For Xerox PARC, the move is the latest in a storied and often turbulent history with its parent company. Xerox, based in Stamford, Conn., created the research center in Palo Alto, Calif., in 1970 to investigate the "architecture of information" and help Xerox build the office of the future. Research at PARC reached a creative zenith in the 1970s, spawning inventions such as the PC, bit-mapped displays, laser printing, Ethernet, object-oriented programming, and the WYSIWYG word processor. The center's labs once employed a who's who of computer science, including Chuck Thacker, Butler Lampson, Charles Simonyi, Gary Starkweather, Alan Kay, John Warnock, and Bob Metcalfe. "What we did at Xerox was essentially spend money to simulate the future," said Thacker, now a distinguished engineer at Microsoft, in a recent interview.

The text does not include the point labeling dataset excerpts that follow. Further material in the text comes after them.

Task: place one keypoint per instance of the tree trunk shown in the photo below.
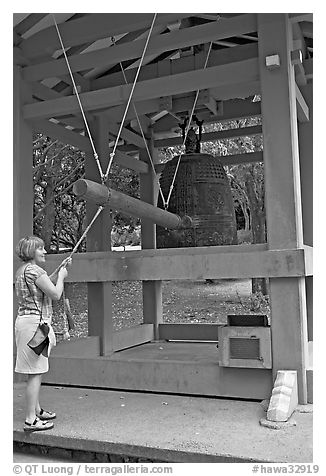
(258, 285)
(49, 215)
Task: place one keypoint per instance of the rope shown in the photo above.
(78, 99)
(100, 208)
(141, 130)
(129, 99)
(166, 203)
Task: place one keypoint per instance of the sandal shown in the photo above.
(46, 415)
(38, 425)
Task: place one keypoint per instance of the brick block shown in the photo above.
(284, 399)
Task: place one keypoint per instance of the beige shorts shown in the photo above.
(27, 362)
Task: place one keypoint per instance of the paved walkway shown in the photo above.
(168, 428)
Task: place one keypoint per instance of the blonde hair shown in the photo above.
(26, 247)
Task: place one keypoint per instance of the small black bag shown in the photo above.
(39, 343)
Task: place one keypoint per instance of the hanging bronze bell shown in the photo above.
(202, 191)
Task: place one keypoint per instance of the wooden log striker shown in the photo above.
(103, 195)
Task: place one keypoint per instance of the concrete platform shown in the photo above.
(165, 428)
(174, 367)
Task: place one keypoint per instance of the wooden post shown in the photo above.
(22, 169)
(22, 161)
(152, 290)
(100, 321)
(283, 197)
(306, 172)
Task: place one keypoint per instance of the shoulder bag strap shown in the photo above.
(40, 311)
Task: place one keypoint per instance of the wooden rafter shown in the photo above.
(213, 136)
(91, 28)
(83, 143)
(224, 76)
(174, 40)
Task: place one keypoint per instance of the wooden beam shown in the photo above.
(28, 22)
(308, 67)
(283, 195)
(249, 158)
(215, 262)
(62, 134)
(180, 65)
(299, 17)
(236, 159)
(302, 107)
(81, 142)
(224, 76)
(99, 194)
(206, 332)
(136, 335)
(213, 136)
(91, 28)
(232, 109)
(131, 163)
(159, 44)
(307, 29)
(126, 134)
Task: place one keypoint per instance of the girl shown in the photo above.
(35, 291)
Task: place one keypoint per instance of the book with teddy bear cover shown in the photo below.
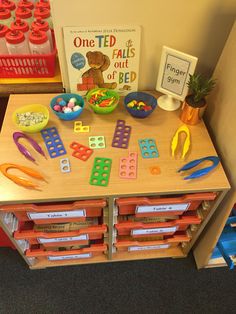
(102, 56)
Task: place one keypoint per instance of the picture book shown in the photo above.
(102, 56)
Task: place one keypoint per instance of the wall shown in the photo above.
(198, 27)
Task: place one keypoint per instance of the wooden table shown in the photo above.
(161, 125)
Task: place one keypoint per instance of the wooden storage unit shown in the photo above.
(220, 118)
(161, 125)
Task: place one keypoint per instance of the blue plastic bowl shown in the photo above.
(70, 115)
(140, 96)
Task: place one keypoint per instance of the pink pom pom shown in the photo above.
(70, 105)
(57, 108)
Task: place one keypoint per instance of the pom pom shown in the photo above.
(57, 108)
(67, 110)
(76, 108)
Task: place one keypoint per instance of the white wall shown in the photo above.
(197, 27)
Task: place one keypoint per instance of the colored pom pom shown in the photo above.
(67, 110)
(76, 108)
(70, 104)
(62, 102)
(73, 99)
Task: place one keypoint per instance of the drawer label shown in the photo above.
(148, 247)
(161, 208)
(153, 230)
(54, 215)
(65, 257)
(65, 239)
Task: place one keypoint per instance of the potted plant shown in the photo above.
(195, 102)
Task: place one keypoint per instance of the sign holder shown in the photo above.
(174, 70)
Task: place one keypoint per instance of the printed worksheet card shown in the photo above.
(102, 56)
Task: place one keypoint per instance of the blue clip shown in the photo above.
(200, 172)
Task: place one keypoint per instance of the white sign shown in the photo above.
(66, 239)
(58, 215)
(65, 257)
(174, 70)
(148, 247)
(161, 208)
(153, 230)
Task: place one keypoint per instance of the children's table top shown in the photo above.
(160, 125)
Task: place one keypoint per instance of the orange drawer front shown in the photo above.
(84, 253)
(144, 206)
(137, 246)
(139, 229)
(57, 213)
(62, 238)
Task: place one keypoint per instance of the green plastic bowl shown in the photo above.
(103, 110)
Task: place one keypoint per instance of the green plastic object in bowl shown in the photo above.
(97, 96)
(70, 115)
(31, 110)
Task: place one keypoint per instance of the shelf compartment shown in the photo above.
(87, 253)
(47, 213)
(139, 229)
(162, 206)
(135, 246)
(48, 239)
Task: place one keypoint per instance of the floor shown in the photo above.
(149, 286)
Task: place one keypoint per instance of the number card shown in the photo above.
(173, 75)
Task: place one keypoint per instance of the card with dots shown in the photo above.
(53, 142)
(121, 135)
(148, 148)
(80, 151)
(80, 128)
(97, 142)
(101, 171)
(65, 165)
(128, 166)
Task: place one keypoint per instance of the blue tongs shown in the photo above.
(22, 149)
(200, 172)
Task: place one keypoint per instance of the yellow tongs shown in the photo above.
(175, 139)
(20, 180)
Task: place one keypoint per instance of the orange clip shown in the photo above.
(20, 180)
(155, 170)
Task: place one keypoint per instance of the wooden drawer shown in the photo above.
(139, 229)
(82, 236)
(137, 246)
(56, 212)
(84, 253)
(161, 206)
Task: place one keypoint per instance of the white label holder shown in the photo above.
(80, 213)
(144, 209)
(148, 247)
(65, 239)
(153, 230)
(66, 257)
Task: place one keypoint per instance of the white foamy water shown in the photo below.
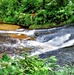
(46, 39)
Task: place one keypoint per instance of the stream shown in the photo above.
(43, 42)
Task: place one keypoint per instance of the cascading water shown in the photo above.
(47, 42)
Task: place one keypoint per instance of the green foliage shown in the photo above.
(21, 12)
(32, 66)
(26, 65)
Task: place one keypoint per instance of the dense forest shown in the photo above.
(37, 13)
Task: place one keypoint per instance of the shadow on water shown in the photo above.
(64, 55)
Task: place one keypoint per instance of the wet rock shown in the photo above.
(8, 27)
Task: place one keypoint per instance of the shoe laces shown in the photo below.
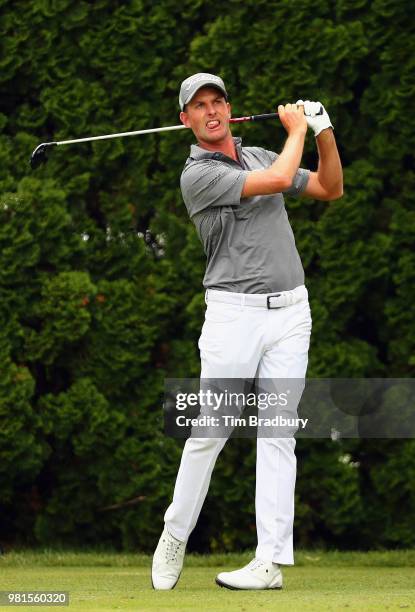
(172, 548)
(255, 564)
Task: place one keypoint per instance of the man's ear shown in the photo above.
(184, 119)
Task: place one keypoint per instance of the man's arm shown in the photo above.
(279, 176)
(327, 182)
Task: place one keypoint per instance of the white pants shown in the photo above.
(245, 341)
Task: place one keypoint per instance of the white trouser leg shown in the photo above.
(276, 461)
(239, 343)
(192, 483)
(226, 351)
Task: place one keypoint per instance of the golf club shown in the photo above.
(39, 156)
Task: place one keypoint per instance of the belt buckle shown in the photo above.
(269, 303)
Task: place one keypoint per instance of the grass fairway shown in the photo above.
(318, 582)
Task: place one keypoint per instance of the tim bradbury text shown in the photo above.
(227, 420)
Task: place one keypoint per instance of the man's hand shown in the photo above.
(292, 118)
(318, 123)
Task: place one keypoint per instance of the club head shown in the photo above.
(39, 156)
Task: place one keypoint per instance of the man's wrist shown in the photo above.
(326, 133)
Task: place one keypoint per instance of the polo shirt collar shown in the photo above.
(197, 152)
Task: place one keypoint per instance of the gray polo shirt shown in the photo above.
(249, 243)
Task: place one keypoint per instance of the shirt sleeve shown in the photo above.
(300, 179)
(208, 183)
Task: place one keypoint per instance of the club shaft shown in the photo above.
(122, 134)
(164, 129)
(263, 117)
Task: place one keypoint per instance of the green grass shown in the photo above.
(319, 581)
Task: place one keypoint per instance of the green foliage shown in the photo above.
(100, 275)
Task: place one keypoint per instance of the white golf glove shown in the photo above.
(315, 121)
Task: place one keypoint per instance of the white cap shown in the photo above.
(193, 83)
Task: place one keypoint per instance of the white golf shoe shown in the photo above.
(256, 575)
(167, 562)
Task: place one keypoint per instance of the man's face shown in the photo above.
(207, 114)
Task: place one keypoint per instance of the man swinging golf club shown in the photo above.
(258, 320)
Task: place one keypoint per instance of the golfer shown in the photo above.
(258, 321)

But the West Coast researchers often clashed with product-development execs at Xerox, and critics accused the company of being slow to commercialize many of PARC's innovations. Many times, competing IT and industrial companies capitalized on PARC technology, or researchers formed their own ventures to speed products to market. By the late 1990s, Xerox was searching for ways to create faster channels for marketing its inventions--or spinning them off profitably. As Xerox fell into financial trouble in recent years, the company implemented a cost-cutting turnaround plan aimed at shedding nonessential operations.
Those elements caused Xerox to reveal in October 2000 that it planned to turn PARC into an independent company. The company wants to share its stake in PARC with a few outside investors, and there have been talks have been with investment and intellectual-property management companies. "Xerox will still have complete access to all PARC-related innovations," says a Xerox spokesman. In addition, the new company will try to license technology that Xerox can't turn into products itself.

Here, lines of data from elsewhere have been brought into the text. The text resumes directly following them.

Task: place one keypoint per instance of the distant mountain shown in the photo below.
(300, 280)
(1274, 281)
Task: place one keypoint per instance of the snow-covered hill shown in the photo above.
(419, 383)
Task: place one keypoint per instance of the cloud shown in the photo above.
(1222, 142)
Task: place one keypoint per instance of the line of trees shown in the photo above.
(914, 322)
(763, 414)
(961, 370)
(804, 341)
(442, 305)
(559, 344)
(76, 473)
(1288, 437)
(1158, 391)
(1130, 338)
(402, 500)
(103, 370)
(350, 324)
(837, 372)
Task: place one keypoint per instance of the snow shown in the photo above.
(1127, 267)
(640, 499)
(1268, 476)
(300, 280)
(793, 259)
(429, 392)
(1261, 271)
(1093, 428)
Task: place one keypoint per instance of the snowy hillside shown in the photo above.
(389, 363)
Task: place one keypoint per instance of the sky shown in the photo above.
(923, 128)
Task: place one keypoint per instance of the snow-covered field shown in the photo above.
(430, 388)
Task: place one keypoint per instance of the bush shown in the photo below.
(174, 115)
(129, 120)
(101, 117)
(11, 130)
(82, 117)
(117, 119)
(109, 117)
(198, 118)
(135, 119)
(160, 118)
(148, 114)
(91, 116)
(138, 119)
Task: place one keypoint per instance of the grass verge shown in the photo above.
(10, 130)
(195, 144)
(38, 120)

Sometime shortly after Jan. 1, what's now Xerox PARC will become a wholly owned subsidiary of Xerox, the spokesman says. The new company will use the PARC name, but not Xerox's, he adds. Bernstein, who joined PARC in 1979 with a background in research at Fairchild Semiconductor, will manage research and, until a CEO is hired, operations at PARC. Paige, who became PARC director in June 2000 following the 10-year tenure of Xerox veteran John Seeley Brown, is leaving the company.
Xerox PARC employs about 230 researchers and administrative staff after a cut of 40 employees Tuesday. Top research projects include work in high-speed printing, document management, and materials science. The center draws an annual budget of about $70 million from Xerox, and the spokesman says that figure will remain steady after PARC becomes independent. Outside investors--when landed--will contribute additional funds to PARC's budget. The company could also raise money from licensing and product spin-offs. It's undecided whether Xerox will hold a majority or minority stake in the new PARC.
In an interview last year, Xerox chief scientist Seeley Brown said the company's goal for spinning off PARC is to achieve "business shrewdness early in the game, without political wars." PARC has always attracted people "who want to change the world," he added. "We're very adamant about not Balkanizing the place."
If Xerox can manage complex intellectual property via a chain of headstrong scientists, bottom-line execs, and outside investors, perhaps PARC can rise again to prominence.